The treatment should monitor the concentration of blood glucose in patients with diabetes.
Impact on the ability to drive vehicles and manage mechanisms
DuoResp Spiromaks drug has no effect on ability to drive and use machines. May have little influence in the manifestation of side effects. Caution should be exercised when driving and mechanisms due to the possibility of side effects.
Symptoms: an overdose of formoterol - tremor, headache, palpitations. In some cases, it was reported on the development of tachycardia, hyperglycemia, hypokalemia, prolongation of the QT interval c , arrhythmia, nausea and vomiting.
In acute overdose of budesonide, even in large doses, it is not expected clinically significant effects. In chronic taking excessive doses can manifest systemic effects of corticosteroids such as hypercortisolism and adrenal suppression.

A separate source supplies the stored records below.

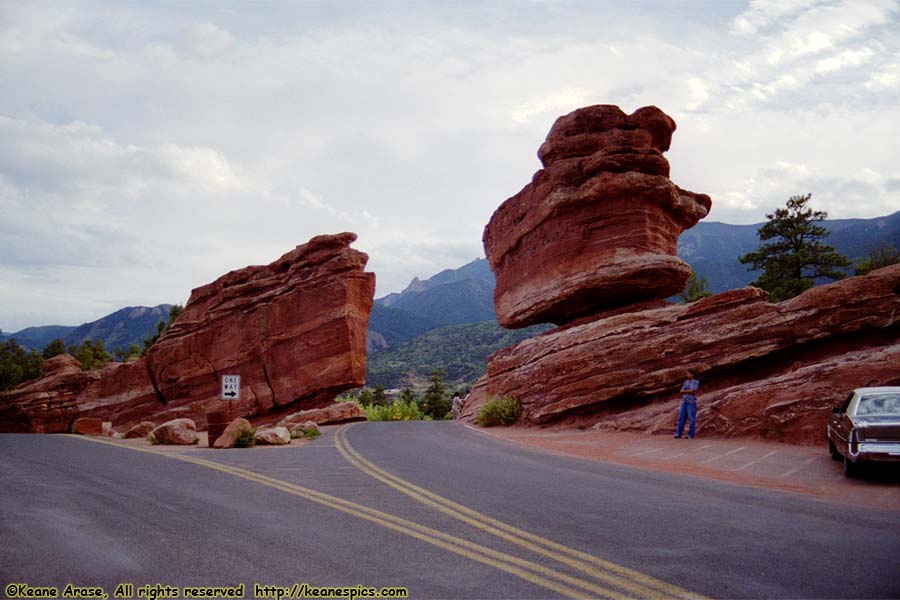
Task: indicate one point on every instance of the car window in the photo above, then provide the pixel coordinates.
(879, 404)
(847, 402)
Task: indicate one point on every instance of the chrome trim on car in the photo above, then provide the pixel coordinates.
(887, 451)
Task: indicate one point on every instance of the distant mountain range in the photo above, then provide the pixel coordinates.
(448, 322)
(713, 249)
(118, 330)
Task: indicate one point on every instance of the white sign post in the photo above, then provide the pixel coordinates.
(231, 387)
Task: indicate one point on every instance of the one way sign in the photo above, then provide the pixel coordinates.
(231, 387)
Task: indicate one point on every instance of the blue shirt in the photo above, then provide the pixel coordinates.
(689, 389)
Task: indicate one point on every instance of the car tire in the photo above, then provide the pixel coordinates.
(851, 469)
(832, 449)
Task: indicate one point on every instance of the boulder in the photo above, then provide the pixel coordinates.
(294, 330)
(139, 431)
(181, 432)
(597, 228)
(238, 428)
(337, 412)
(88, 426)
(273, 436)
(764, 368)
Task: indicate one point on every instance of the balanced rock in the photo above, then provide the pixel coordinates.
(273, 436)
(294, 330)
(763, 367)
(181, 432)
(598, 227)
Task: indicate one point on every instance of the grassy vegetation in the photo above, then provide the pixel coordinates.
(247, 439)
(396, 411)
(499, 411)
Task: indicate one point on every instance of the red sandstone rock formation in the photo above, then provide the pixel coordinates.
(590, 244)
(597, 228)
(180, 432)
(295, 330)
(765, 369)
(337, 412)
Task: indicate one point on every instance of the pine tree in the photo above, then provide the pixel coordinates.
(435, 403)
(795, 257)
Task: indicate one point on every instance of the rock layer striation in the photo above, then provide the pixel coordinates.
(597, 228)
(590, 245)
(294, 330)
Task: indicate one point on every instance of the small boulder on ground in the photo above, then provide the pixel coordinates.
(236, 429)
(309, 428)
(139, 431)
(180, 432)
(88, 426)
(273, 436)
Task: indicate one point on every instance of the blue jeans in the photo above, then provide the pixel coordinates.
(688, 410)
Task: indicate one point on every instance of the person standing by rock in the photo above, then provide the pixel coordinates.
(688, 405)
(457, 406)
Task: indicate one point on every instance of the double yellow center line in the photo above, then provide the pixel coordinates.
(634, 583)
(626, 582)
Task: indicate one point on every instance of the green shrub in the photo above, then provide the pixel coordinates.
(396, 411)
(247, 439)
(305, 433)
(499, 411)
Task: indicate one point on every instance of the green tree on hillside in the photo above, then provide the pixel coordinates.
(407, 395)
(17, 365)
(435, 403)
(378, 397)
(133, 352)
(697, 288)
(881, 256)
(365, 396)
(794, 257)
(54, 348)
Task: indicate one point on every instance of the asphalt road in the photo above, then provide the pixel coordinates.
(430, 506)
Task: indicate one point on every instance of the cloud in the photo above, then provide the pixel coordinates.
(145, 149)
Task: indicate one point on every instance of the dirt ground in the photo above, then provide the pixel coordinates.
(799, 469)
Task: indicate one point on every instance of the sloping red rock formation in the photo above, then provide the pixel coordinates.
(598, 227)
(590, 245)
(767, 369)
(294, 330)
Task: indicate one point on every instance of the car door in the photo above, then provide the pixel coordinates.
(841, 425)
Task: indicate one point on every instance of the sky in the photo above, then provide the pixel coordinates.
(147, 148)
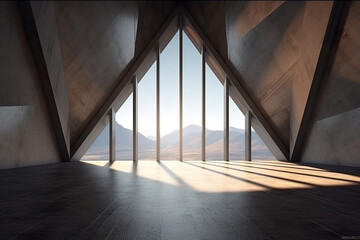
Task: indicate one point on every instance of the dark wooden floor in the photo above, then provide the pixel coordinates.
(174, 200)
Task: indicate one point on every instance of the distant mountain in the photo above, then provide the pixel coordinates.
(169, 144)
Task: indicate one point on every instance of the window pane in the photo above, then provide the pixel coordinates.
(123, 130)
(191, 101)
(147, 115)
(99, 150)
(236, 132)
(214, 117)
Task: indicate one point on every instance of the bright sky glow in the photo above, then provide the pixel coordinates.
(169, 95)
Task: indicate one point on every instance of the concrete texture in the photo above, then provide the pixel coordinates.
(27, 134)
(335, 135)
(180, 200)
(44, 16)
(97, 43)
(278, 50)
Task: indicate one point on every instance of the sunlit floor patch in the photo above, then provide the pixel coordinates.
(233, 176)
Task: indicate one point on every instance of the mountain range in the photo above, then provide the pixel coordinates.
(169, 145)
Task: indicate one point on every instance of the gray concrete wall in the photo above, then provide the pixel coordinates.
(97, 41)
(275, 47)
(26, 132)
(45, 20)
(335, 135)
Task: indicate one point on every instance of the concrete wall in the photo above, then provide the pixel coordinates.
(26, 132)
(274, 47)
(335, 135)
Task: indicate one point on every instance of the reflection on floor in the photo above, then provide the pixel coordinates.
(180, 200)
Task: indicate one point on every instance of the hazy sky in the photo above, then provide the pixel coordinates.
(169, 95)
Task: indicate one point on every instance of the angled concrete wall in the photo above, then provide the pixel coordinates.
(335, 135)
(97, 42)
(27, 135)
(274, 47)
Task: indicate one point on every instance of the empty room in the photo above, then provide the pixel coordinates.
(180, 120)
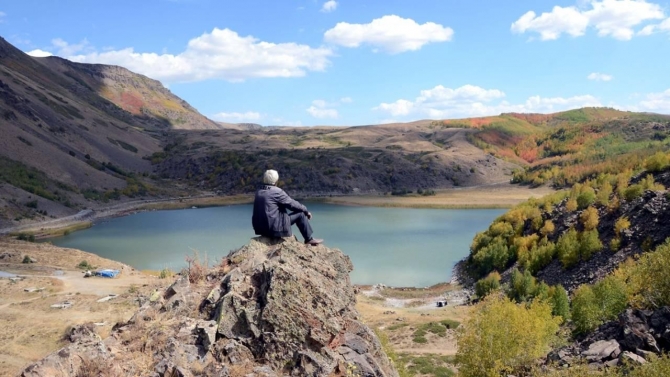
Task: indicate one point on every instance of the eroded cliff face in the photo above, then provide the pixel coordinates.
(271, 308)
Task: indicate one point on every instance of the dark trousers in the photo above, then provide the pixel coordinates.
(300, 219)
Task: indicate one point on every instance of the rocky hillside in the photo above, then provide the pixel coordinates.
(74, 135)
(332, 160)
(269, 309)
(579, 236)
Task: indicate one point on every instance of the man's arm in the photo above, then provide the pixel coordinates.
(285, 200)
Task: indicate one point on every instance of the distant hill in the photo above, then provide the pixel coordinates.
(74, 135)
(568, 147)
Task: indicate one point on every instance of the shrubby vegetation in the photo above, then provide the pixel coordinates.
(527, 236)
(502, 337)
(487, 285)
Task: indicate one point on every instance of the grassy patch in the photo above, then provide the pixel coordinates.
(397, 326)
(396, 360)
(428, 365)
(30, 180)
(437, 328)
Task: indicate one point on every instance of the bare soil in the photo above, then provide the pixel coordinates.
(397, 314)
(502, 195)
(30, 328)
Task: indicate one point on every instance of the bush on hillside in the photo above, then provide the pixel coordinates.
(589, 244)
(586, 197)
(494, 256)
(585, 314)
(657, 162)
(567, 248)
(515, 335)
(655, 367)
(522, 286)
(548, 228)
(648, 278)
(489, 284)
(620, 225)
(603, 196)
(633, 192)
(571, 205)
(648, 183)
(589, 218)
(560, 302)
(603, 301)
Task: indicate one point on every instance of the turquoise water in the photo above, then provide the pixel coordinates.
(394, 246)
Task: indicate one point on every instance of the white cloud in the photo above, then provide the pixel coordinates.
(657, 28)
(615, 18)
(237, 117)
(66, 49)
(321, 109)
(221, 54)
(391, 33)
(596, 76)
(470, 100)
(39, 53)
(329, 6)
(656, 102)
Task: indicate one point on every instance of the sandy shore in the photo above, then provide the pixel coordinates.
(502, 195)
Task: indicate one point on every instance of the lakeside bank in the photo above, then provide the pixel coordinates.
(496, 196)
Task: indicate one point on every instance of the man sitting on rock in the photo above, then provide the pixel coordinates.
(271, 217)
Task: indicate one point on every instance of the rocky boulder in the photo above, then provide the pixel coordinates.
(271, 308)
(634, 336)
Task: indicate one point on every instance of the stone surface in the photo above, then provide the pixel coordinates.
(257, 316)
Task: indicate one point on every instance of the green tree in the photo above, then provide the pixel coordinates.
(560, 302)
(648, 278)
(489, 284)
(568, 247)
(603, 196)
(586, 197)
(589, 244)
(657, 162)
(548, 228)
(611, 297)
(589, 218)
(585, 313)
(620, 225)
(502, 337)
(522, 286)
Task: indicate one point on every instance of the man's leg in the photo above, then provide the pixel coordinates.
(303, 224)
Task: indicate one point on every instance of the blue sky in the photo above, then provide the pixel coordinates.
(346, 62)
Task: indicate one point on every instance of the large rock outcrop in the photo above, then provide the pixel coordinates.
(271, 308)
(634, 336)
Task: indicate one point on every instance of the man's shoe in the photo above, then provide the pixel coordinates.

Treatment: is supportive and symptomatic therapy. If necessary, the withdrawal of the drug DuoResp Spiromaks due to overdose of formoterol should consider the appointment of the relevant SSC.
Receiving patients with acute bronchial obstruction formoterol in a dose of 90 mg for 3 hours safe.
Receiving ketoconazole at a dose of 200 mg 1 time / day increases the concentration of budesonide in the plasma after oral administration (3 mg single dose) when coadministered, on average, 6 times. When assigning ketoconazole 12 hours after receiving the last budesonide concentration in plasma increased on average 3 times.Information about such interaction with budesonide inhalation when the application is absent, but one should expect a significant increase in the plasma concentration of the drug. Because data for the dose recommendation for the selection are not available, to avoid the above combination of drugs. If possible, the time intervals between administration of ketoconazole and budesonide should be maximized. You should also consider reducing the dose of budesonide. Other potent inhibitors of CYP3A4, probably also can greatly increase the concentration of budesonide in the plasma.
Blockers? 2 -adrenoceptor capable of reducing the intensity of formoterol action. A combination of formoterol + budesonide should not be administered simultaneously with beta-blockers (including eye drops) unless required cases.
Co-administration of the combination formoterol + budesonide and quinidine, disopyramide, procainamide, phenothiazines, antihistamines (terfenadine), MAO inhibitors, tricyclic antidepressants may prolong QT interval and increase the risk of ventricular arrhythmias.
In addition, levodopa, levothyroxine, oxytocin and alcohol can reduce the tolerance of the heart muscle to beta 2 -adrenomimetikam.
Simultaneous use of MAO inhibitors and drugs with similar properties such as furazolidone and procarbazine, may cause increased blood pressure. There is an increased risk of arrhythmias in patients with general anesthesia halogenated hydrocarbons drugs.
With the simultaneous application of a combination formoterol + budesonide and other beta-adrenergic drugs may increase the side effects of formoterol. As a result of beta 2 -adrenomimetikov possible development of hypokalemia which may be exacerbated by the concomitant treatment of xanthine derivatives, corticosteroids or diuretics. Hypokalemia may enhance susceptibility to the development of arrhythmias in patients receiving cardiac glycosides.
There was no interaction between formoterol and budesonide with other drugs used to treat asthma.
TERMS OF RELEASE FROM PHARMACY
The drug is released by prescription.
TERMS AND CONDITIONS OF STORAGE
The drug should be stored out of reach of children at a temperature of no higher than 25 В° C. Shelf life - 2 years.
The shelf life of the drug after opening the wrapping foil - 6 months.